92% Of Top 100 S&P Companies Have Climate "Plans"; 75% Are Also Members Of The US Chamber

Corporate America has made a slew of pledges to reduce its emissions over the past few years. Today, 92 percent of the companies on the S&P 100, an index of leading U.S. stocks, have announced intentions to reduce at least some of their carbon emissions, according to the corporate sustainability advocacy nonprofit Ceres. But do these companies actually plan to change their business practices, and in some cases their entire business models, to meet the scale of the challenge? Or are these pledges just greenwashing?

A telling way to assess how serious companies are about meeting their own goals is to look at whether they are lobbying in statehouses and in Washington for the policy changes that would make reducing emissions easier and cheaper. But a new report from Ceres published on Tuesday finds that over the past five years, only 40 percent of those S&P 100 companies have engaged with lawmakers at the state or federal level to advocate for science-based climate policy. “Those companies that are not actively lobbying for science-based climate policies are effectively working against themselves,” said Steven Rothstein, managing director of the Ceres Accelerator for Sustainable Capital Markets, in a statement.

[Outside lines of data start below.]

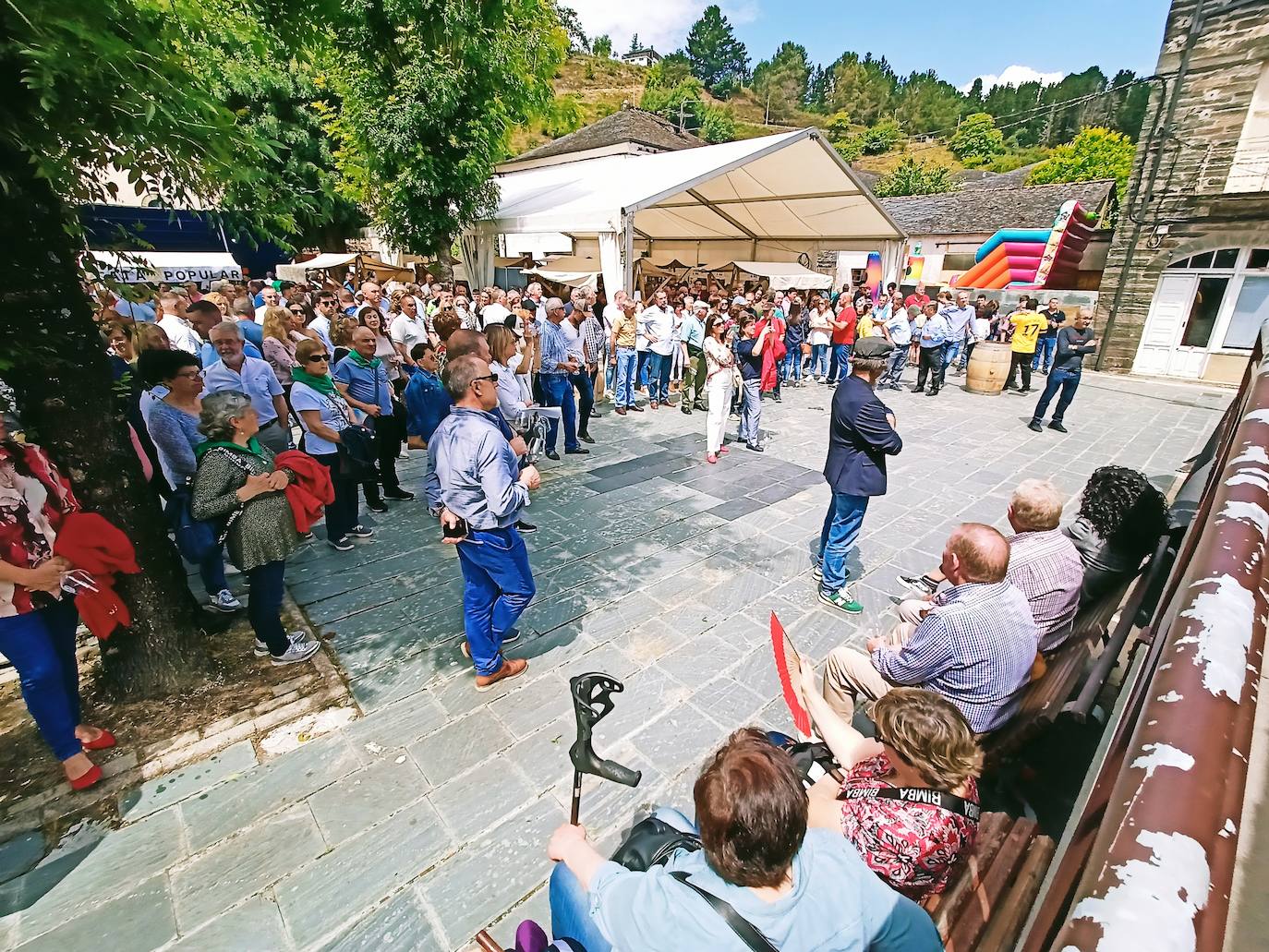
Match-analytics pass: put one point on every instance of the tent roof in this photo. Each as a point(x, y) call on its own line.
point(792, 187)
point(786, 274)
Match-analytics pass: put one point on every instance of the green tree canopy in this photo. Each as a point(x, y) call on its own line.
point(912, 176)
point(977, 139)
point(419, 135)
point(1095, 154)
point(780, 83)
point(717, 57)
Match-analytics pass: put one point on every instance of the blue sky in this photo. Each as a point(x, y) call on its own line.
point(960, 41)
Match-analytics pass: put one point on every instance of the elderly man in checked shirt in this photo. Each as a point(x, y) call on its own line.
point(974, 645)
point(1044, 564)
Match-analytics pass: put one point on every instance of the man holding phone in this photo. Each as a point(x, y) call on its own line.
point(484, 490)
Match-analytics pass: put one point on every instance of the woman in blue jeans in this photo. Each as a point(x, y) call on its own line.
point(803, 888)
point(237, 485)
point(37, 617)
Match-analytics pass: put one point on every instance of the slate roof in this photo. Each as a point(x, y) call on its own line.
point(622, 126)
point(985, 210)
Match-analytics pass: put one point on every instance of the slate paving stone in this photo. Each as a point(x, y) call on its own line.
point(186, 782)
point(254, 925)
point(365, 797)
point(263, 789)
point(460, 745)
point(138, 922)
point(401, 923)
point(234, 870)
point(321, 897)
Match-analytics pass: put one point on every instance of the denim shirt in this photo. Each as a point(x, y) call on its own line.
point(477, 471)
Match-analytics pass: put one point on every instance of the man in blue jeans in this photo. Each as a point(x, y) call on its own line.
point(1072, 344)
point(553, 377)
point(861, 436)
point(484, 488)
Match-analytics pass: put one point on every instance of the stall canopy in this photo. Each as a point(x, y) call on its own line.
point(783, 275)
point(170, 267)
point(764, 199)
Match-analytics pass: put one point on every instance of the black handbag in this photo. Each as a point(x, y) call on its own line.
point(651, 842)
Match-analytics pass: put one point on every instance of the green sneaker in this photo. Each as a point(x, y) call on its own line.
point(841, 600)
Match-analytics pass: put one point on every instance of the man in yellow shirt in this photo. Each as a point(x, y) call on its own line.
point(1027, 326)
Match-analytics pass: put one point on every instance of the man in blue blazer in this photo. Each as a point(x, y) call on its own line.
point(861, 436)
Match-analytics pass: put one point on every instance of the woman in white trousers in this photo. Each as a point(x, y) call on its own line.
point(719, 371)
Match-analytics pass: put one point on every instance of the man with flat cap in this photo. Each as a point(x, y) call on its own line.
point(861, 436)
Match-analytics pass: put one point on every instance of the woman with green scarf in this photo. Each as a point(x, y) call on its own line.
point(236, 487)
point(324, 414)
point(362, 380)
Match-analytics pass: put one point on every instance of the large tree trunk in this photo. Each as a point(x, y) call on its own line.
point(57, 367)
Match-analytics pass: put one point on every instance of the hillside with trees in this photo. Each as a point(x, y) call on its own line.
point(913, 131)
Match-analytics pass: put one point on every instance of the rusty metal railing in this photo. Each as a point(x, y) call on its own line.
point(1161, 867)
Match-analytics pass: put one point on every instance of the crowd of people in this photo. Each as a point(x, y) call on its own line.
point(264, 407)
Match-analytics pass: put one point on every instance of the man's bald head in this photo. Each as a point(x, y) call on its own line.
point(467, 343)
point(974, 552)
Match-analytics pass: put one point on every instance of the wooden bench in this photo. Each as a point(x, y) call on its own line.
point(993, 890)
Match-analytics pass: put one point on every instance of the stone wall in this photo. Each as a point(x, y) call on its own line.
point(1194, 151)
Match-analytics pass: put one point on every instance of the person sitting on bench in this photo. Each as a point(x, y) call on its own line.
point(803, 888)
point(1119, 522)
point(923, 746)
point(974, 645)
point(1044, 564)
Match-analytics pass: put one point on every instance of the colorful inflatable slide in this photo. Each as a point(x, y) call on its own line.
point(1033, 258)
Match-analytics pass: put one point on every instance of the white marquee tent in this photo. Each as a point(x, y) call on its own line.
point(762, 199)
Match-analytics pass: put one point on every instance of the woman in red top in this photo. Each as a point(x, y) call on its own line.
point(923, 744)
point(37, 617)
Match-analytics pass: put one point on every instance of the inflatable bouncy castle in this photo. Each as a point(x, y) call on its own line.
point(1033, 258)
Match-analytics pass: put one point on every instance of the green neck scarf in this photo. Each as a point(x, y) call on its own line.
point(322, 385)
point(362, 362)
point(253, 446)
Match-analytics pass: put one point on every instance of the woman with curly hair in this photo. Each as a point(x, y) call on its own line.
point(1119, 522)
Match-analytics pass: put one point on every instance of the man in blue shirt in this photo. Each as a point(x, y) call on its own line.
point(932, 338)
point(482, 485)
point(553, 376)
point(363, 380)
point(692, 334)
point(250, 376)
point(861, 436)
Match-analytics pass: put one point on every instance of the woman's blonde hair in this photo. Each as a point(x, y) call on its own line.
point(929, 732)
point(277, 324)
point(502, 342)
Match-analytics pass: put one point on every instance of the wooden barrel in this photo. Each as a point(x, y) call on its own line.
point(989, 368)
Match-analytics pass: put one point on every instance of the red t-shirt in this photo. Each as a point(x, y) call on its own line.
point(845, 335)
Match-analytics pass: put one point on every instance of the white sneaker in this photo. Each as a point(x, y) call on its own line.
point(224, 602)
point(299, 650)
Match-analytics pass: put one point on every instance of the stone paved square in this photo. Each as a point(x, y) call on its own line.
point(427, 817)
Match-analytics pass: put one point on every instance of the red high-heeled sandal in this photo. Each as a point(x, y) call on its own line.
point(104, 741)
point(87, 779)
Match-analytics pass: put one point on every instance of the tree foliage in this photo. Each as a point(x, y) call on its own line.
point(717, 57)
point(780, 83)
point(419, 135)
point(1095, 152)
point(977, 139)
point(912, 176)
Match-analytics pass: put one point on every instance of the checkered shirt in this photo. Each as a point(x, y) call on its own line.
point(1045, 568)
point(974, 647)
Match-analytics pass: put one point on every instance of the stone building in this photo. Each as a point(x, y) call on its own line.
point(1187, 280)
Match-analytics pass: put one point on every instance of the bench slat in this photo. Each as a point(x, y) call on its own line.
point(986, 898)
point(1011, 913)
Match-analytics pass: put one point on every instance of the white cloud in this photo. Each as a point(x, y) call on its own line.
point(660, 23)
point(1015, 75)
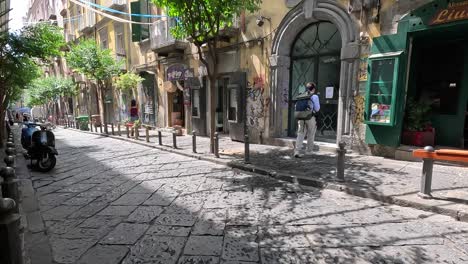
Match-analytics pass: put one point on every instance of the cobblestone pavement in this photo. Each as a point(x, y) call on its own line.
point(376, 176)
point(110, 201)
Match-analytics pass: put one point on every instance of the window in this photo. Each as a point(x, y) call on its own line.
point(140, 32)
point(119, 40)
point(380, 103)
point(196, 102)
point(103, 38)
point(233, 102)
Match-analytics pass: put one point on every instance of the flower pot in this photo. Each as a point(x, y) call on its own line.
point(419, 138)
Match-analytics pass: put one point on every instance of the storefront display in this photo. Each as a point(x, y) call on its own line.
point(381, 89)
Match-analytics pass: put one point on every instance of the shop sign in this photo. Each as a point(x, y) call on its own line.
point(455, 11)
point(178, 72)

Rothstein said they were “risking both their reputations and their financial performance.”

The report also looked at companies’ memberships in trade groups that have actively fought climate policy, like the U.S. Chamber of Commerce. Nearly three-quarters of the companies were members of that group, and only 7 percent of companies disclosed that they have pushed the Chamber to change its position on climate change. Apple is the only company that left the group over its climate positions.

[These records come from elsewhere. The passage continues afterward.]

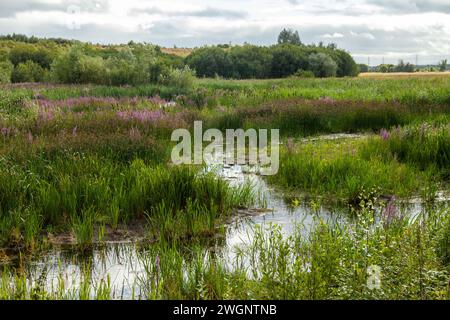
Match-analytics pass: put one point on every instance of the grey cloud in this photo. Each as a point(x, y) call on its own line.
point(208, 12)
point(9, 9)
point(412, 6)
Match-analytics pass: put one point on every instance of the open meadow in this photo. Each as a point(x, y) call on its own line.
point(92, 207)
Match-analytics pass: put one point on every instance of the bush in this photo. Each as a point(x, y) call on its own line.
point(76, 67)
point(322, 65)
point(6, 69)
point(287, 59)
point(28, 72)
point(211, 61)
point(183, 79)
point(251, 62)
point(304, 74)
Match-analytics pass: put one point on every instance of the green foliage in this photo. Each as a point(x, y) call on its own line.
point(304, 74)
point(28, 71)
point(322, 65)
point(283, 60)
point(443, 65)
point(404, 67)
point(288, 59)
point(250, 62)
point(363, 67)
point(183, 79)
point(6, 69)
point(211, 61)
point(289, 36)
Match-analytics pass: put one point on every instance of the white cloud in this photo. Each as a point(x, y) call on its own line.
point(335, 35)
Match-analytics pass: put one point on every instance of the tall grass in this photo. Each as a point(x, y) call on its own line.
point(84, 191)
point(329, 262)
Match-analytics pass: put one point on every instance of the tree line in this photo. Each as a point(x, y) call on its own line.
point(30, 59)
point(287, 58)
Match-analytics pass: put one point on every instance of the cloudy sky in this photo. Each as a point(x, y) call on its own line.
point(382, 30)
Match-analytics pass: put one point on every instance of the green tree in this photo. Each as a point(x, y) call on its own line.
point(322, 65)
point(363, 67)
point(288, 59)
point(443, 65)
point(289, 36)
point(6, 69)
point(28, 71)
point(251, 62)
point(211, 61)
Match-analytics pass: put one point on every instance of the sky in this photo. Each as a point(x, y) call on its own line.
point(371, 30)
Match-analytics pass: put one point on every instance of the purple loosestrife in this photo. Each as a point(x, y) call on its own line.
point(385, 135)
point(390, 213)
point(5, 131)
point(30, 137)
point(144, 116)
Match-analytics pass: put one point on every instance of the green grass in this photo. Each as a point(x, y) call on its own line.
point(402, 165)
point(329, 262)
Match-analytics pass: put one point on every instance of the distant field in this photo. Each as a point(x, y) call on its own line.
point(403, 74)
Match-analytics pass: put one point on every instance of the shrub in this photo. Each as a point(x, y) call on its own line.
point(322, 65)
point(211, 61)
point(183, 79)
point(251, 62)
point(28, 72)
point(6, 69)
point(304, 74)
point(76, 67)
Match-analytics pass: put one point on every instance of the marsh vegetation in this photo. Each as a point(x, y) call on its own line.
point(86, 181)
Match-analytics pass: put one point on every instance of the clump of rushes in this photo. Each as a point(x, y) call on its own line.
point(85, 191)
point(425, 145)
point(302, 117)
point(336, 170)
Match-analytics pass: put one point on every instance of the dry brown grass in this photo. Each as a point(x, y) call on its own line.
point(403, 74)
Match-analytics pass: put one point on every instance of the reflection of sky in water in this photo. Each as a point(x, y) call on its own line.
point(125, 264)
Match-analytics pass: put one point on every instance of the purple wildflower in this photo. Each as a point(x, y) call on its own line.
point(385, 135)
point(141, 115)
point(30, 137)
point(390, 212)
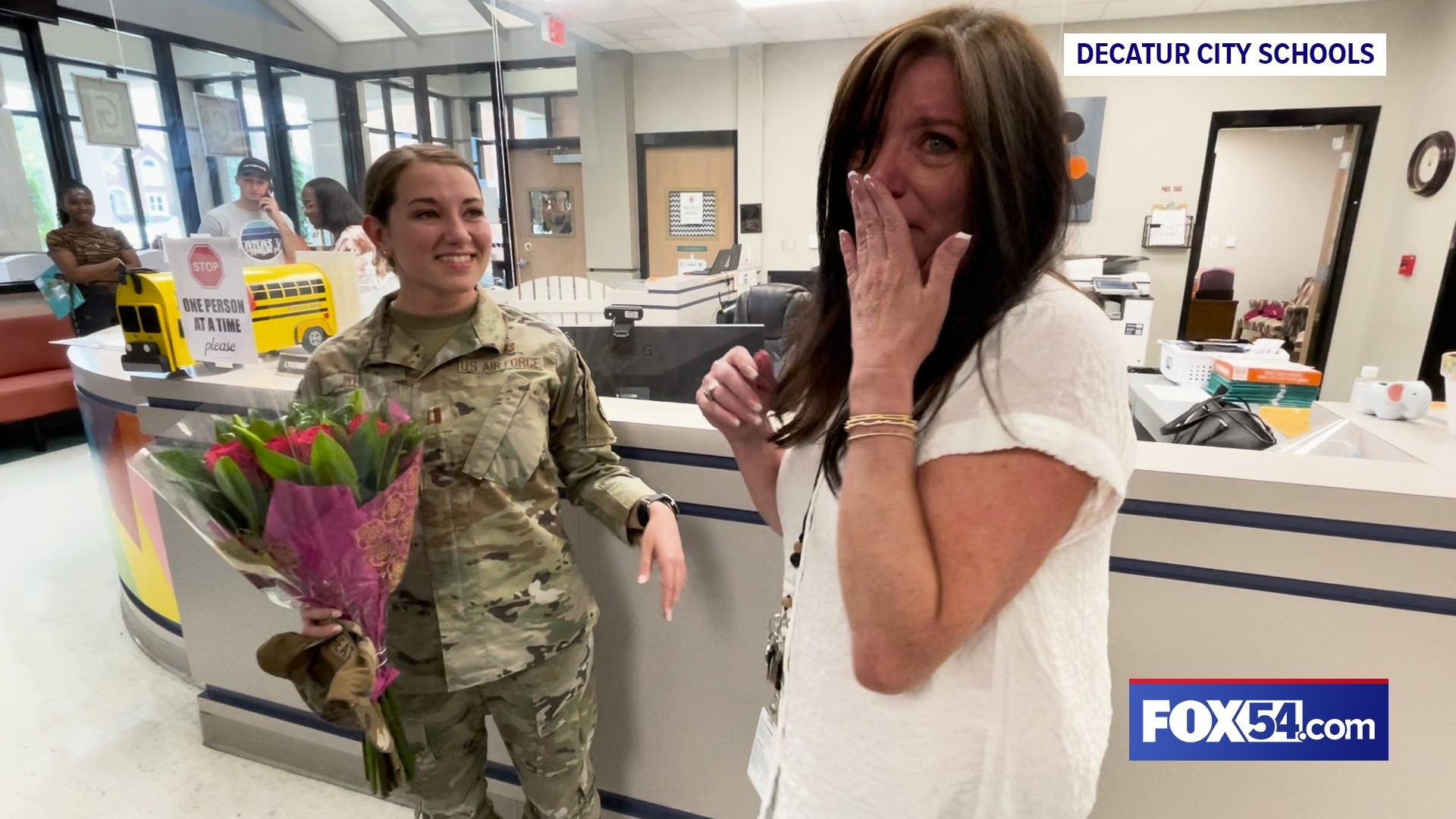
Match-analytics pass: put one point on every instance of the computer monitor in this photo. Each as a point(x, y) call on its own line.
point(658, 363)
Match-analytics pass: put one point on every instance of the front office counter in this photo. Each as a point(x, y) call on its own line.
point(1226, 564)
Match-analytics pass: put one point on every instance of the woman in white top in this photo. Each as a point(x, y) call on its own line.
point(957, 447)
point(329, 207)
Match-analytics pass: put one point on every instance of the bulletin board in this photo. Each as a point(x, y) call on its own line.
point(692, 215)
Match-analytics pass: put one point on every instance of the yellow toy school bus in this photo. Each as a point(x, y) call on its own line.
point(290, 305)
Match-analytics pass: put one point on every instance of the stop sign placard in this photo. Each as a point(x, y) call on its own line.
point(206, 267)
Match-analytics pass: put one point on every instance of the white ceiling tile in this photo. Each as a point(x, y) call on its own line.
point(1123, 9)
point(437, 17)
point(824, 30)
point(733, 19)
point(1239, 5)
point(800, 17)
point(350, 20)
point(1059, 14)
point(601, 11)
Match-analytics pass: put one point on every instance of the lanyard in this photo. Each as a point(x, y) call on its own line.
point(778, 627)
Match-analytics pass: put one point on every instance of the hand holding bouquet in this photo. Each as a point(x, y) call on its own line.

Many of the companies on the list are oil and gas companies and utilities, whose lack of enthusiasm for climate policy is unsurprising. But companies’ low engagement across the board is significant. Earlier this year, Senator Sheldon Whitehouse of Rhode Island told Grist that the absence of corporate lobbying in favor of climate policies on Capitol Hill makes passing them much more difficult because there’s no counterbalance to the aggressive and deep-pocketed campaigns against such policies by the fossil fuel industry.